Verzoeker stelt verder dat woningen met één slaapkamer te krap zijn voor een rolstoel. De voorzieningenrechter merkt op dat uit de urgentieverklaring blijkt dat de woning toegankelijk moet zijn voor een rolstoel. Zo staat vermeld dat de woning geen obstakels mag hebben die het moeilijk maken om de woning binnen te gaan of er in rond te lopen/ te bewegen. Als een woning niet aan deze eis voldoet, is de woning dus niet passend en hoeft verzoeker er niet op te reageren. Verweerder heeft ook ter zitting aangegeven dat als er twijfels zijn of de woning wel geschikt is voor een rolstoel, verweerder iemand zal inschakelen om te kijken of de woning inderdaad geschikt is.

9.Termijn is te kort

Tot slot kan ook verzoekers beroepsgrond dat een termijn van drie maanden te kort is om een geschikte woning te vinden niet slagen. De wens van verzoeker om een goede woning te vinden is voorstelbaar, maar daarvoor is geen plaats bij een urgentieverklaring. Zoals door verweerder is opgemerkt, is de urgentieverklaring alleen bedoeld om een noodsituatie op te lossen. Zodra een woning voldoet aan de vereisten zoals gesteld in het advies van de GGD is de woning passend. Ter zitting is gebleken dat verzoeker, onder protest, op twee woningen gereageerd heeft, waarbij hij ook als eerste op de wachtlijst is geëindigd.
Conclusie
10. De voorzieningenrechter wijst het verzoek af.

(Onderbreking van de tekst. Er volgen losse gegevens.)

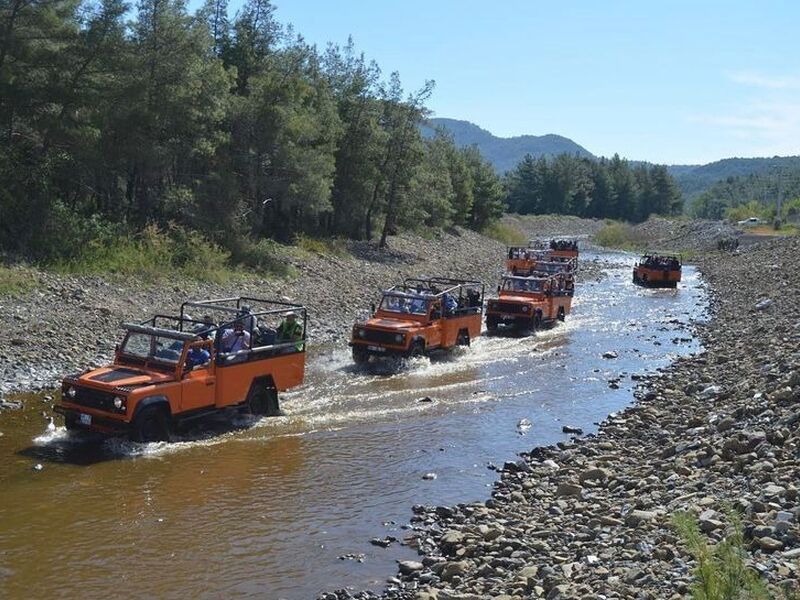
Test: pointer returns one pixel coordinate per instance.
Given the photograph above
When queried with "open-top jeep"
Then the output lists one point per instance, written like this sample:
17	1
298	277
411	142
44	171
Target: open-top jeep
530	303
172	369
420	316
658	271
522	260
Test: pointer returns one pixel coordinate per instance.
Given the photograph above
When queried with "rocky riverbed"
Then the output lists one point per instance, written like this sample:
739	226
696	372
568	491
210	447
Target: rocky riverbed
67	323
592	517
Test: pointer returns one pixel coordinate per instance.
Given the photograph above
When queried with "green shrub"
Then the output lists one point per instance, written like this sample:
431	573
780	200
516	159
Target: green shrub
16	281
506	233
615	235
152	254
323	246
264	256
721	572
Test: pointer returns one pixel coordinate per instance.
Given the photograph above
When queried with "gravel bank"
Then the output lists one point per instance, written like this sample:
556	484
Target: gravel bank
591	517
68	323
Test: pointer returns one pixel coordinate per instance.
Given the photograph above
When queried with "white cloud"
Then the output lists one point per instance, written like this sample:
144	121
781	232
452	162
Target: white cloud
759	80
763	119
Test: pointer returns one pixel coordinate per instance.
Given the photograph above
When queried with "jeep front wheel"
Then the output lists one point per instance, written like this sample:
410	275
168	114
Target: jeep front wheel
265	403
417	350
360	355
151	425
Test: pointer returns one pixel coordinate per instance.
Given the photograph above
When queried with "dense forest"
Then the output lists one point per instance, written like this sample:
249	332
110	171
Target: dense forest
117	121
754	195
574	185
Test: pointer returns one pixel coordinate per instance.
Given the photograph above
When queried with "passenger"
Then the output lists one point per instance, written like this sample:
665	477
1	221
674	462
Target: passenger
290	330
197	356
249	320
236	339
450	304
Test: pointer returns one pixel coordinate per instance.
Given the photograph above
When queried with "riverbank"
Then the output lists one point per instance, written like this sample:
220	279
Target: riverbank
718	431
57	324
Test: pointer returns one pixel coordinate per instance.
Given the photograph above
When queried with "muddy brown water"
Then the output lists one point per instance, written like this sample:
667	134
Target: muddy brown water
267	508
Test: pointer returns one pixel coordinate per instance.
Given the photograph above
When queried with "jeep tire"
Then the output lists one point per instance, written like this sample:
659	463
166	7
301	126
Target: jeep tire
360	355
151	425
417	350
264	402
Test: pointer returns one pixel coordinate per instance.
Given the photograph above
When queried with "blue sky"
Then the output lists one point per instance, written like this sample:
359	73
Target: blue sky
670	81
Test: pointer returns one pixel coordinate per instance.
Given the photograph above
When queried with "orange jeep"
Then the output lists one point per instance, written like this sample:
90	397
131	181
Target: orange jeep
172	369
530	303
420	316
657	271
522	260
566	248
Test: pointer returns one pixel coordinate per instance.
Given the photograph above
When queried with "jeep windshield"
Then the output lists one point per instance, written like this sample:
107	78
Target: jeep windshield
511	284
152	347
404	304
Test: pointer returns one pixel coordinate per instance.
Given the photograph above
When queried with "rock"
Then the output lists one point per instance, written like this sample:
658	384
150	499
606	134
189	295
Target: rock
636	517
769	544
594	474
409	567
763	304
725	424
569	489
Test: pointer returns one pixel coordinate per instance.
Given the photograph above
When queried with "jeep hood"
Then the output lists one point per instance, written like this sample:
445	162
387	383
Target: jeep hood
387	323
119	376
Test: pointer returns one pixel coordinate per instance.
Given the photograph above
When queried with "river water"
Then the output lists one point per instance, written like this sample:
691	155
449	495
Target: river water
267	508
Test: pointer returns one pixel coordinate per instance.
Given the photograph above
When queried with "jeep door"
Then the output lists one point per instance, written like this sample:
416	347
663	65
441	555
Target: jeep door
198	386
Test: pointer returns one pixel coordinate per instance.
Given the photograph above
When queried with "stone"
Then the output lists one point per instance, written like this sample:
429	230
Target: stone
408	567
569	489
594	474
769	544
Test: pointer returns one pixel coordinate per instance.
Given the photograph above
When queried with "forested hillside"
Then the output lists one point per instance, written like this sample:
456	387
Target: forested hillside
694	180
505	153
613	188
194	127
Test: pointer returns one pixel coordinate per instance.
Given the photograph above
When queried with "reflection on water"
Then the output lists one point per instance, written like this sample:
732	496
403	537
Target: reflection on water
266	507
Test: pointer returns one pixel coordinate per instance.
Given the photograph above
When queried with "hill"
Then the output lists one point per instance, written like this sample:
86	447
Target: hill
505	153
693	180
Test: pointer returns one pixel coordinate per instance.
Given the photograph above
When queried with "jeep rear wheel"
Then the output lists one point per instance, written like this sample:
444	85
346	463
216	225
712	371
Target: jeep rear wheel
360	355
417	350
264	402
151	425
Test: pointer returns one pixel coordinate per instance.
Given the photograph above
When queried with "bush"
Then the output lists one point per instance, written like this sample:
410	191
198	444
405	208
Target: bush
16	281
721	572
615	235
152	254
322	246
264	256
508	234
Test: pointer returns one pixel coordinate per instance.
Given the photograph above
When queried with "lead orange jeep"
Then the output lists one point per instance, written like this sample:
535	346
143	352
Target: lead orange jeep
657	271
420	316
530	303
169	370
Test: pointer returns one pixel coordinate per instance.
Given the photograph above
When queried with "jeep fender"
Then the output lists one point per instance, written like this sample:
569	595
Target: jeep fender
151	401
265	381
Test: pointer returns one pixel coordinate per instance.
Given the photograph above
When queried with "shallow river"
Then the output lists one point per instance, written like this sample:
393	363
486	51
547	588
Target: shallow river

11. Voor een proceskostenveroordeling bestaat geen aanleiding.
Beslissing
De voorzieningenrechter wijst het verzoek om een voorlopige voorziening af.

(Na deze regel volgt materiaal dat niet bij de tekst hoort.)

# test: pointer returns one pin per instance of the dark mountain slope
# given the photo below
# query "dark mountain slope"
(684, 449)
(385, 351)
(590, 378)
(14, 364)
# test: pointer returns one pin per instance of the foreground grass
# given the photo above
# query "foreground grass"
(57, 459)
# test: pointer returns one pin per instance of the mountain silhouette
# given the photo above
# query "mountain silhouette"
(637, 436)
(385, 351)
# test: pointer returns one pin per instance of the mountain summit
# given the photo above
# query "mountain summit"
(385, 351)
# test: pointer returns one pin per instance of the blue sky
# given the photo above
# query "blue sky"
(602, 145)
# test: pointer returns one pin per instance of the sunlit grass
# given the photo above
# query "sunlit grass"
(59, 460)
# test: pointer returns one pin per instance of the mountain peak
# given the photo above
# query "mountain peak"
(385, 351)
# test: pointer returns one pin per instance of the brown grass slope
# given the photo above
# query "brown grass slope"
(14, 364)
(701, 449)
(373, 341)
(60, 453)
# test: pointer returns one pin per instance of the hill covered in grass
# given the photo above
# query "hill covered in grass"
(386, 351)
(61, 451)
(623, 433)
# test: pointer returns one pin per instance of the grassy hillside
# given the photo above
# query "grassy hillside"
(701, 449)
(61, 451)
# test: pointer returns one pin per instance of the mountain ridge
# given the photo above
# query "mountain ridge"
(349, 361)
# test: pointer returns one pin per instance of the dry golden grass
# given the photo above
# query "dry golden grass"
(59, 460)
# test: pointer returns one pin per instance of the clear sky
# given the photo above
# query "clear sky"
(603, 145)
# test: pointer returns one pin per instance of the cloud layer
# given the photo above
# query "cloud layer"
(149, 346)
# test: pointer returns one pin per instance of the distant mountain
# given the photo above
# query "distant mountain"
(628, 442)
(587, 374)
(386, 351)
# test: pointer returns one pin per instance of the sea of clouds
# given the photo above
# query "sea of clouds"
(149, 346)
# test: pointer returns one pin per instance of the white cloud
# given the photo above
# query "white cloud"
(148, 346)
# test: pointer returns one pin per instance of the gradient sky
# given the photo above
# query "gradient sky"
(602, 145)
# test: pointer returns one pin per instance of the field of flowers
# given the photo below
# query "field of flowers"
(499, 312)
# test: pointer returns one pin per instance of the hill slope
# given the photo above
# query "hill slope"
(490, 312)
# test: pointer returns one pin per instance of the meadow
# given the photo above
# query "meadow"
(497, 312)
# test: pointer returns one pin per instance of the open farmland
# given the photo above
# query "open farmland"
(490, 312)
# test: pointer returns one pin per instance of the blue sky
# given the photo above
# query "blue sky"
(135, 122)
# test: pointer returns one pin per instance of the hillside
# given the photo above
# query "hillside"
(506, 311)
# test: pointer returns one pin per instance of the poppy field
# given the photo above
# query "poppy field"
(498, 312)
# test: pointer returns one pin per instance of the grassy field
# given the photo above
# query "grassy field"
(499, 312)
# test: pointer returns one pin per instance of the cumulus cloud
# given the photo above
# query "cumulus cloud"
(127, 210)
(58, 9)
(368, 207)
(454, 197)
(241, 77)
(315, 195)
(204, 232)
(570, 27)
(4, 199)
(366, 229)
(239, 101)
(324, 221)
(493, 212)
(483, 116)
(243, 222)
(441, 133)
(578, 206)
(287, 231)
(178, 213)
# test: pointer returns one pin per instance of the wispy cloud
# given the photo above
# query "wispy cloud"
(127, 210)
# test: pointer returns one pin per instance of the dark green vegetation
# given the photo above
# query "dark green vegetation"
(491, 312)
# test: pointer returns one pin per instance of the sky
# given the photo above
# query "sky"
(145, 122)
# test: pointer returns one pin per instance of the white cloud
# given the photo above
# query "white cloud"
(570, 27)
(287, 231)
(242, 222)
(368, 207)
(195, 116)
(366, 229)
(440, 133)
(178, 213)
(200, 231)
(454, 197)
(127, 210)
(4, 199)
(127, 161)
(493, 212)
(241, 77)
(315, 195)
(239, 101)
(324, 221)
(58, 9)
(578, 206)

Deze uitspraak is gedaan door mr. M.J.L. van der Waals, voorzieningenrechter, in aanwezigheid van mr. A. Badermann, griffier. De beslissing is in het openbaar uitgesproken op 19 mei 2021.
griffier voorzieningenrechter
Afschrift verzonden aan partijen op:
Rechtsmiddel
Tegen deze uitspraak staat geen rechtsmiddel open.